I’m confused as to why I’m not in inpatient. Not that I’m saying I want to be. Nor that I’m saying I don’t want to be. Just that given the thoughts I’ve had in the past week, I’m surprised that everyone seems so calm and so willing to let me roam free. I guess this is a compliment, in that they trust that I will reach out for help if I’m in imminent danger, but I suspect that trust is misplaced. So many times in the past week I have promised myself that I would call for help, and then talked myself out of it. I went and purchased supplies for a suicide method, and know where to get supplies for three others. The first time I got sent to inpatient I didn’t even have access to my chosen method, and there’s a good chance I would have chickened out on going to buy it.
But like I said, don’t necessarily want or not want to be there, just want to understand why I’m so scared of what I might do and no one else is.
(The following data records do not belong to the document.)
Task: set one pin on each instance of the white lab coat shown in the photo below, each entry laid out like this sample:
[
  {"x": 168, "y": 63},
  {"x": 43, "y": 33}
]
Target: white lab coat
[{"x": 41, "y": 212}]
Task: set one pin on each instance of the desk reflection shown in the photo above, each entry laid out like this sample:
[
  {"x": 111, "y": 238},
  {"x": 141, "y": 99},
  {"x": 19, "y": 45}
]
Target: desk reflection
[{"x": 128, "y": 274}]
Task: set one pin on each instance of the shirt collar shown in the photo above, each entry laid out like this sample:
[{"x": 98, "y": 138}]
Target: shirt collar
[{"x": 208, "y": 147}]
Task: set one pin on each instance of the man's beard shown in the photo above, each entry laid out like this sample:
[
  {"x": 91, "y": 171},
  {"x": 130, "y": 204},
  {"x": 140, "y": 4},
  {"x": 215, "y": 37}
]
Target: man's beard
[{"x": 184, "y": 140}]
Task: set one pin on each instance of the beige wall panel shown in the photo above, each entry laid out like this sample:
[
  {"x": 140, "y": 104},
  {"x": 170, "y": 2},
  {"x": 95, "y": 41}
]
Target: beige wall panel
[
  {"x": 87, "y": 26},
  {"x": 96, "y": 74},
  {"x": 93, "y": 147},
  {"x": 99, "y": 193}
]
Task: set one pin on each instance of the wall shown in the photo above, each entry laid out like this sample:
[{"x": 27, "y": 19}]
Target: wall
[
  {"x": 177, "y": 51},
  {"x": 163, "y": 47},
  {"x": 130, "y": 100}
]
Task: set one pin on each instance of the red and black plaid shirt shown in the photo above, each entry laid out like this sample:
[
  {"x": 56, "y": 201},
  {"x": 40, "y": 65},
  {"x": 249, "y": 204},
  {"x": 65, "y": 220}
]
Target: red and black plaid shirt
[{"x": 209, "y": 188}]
Right now, I don’t have any serious suicidal urges. I’m feeling much better than I was a week ago. I don’t trust things to stay this way though. Yet if someone suggested inpatient, I’d probably tell that person that I can’t just be locked up any time there’s a chance I could harm myself, because there’s always that chance.
I know this is less coherent than I usually am. I don’t know how to put words on what I’m feeling. I guess part of me is disappointed that I have to keep fighting and keep going to work and trying to cope.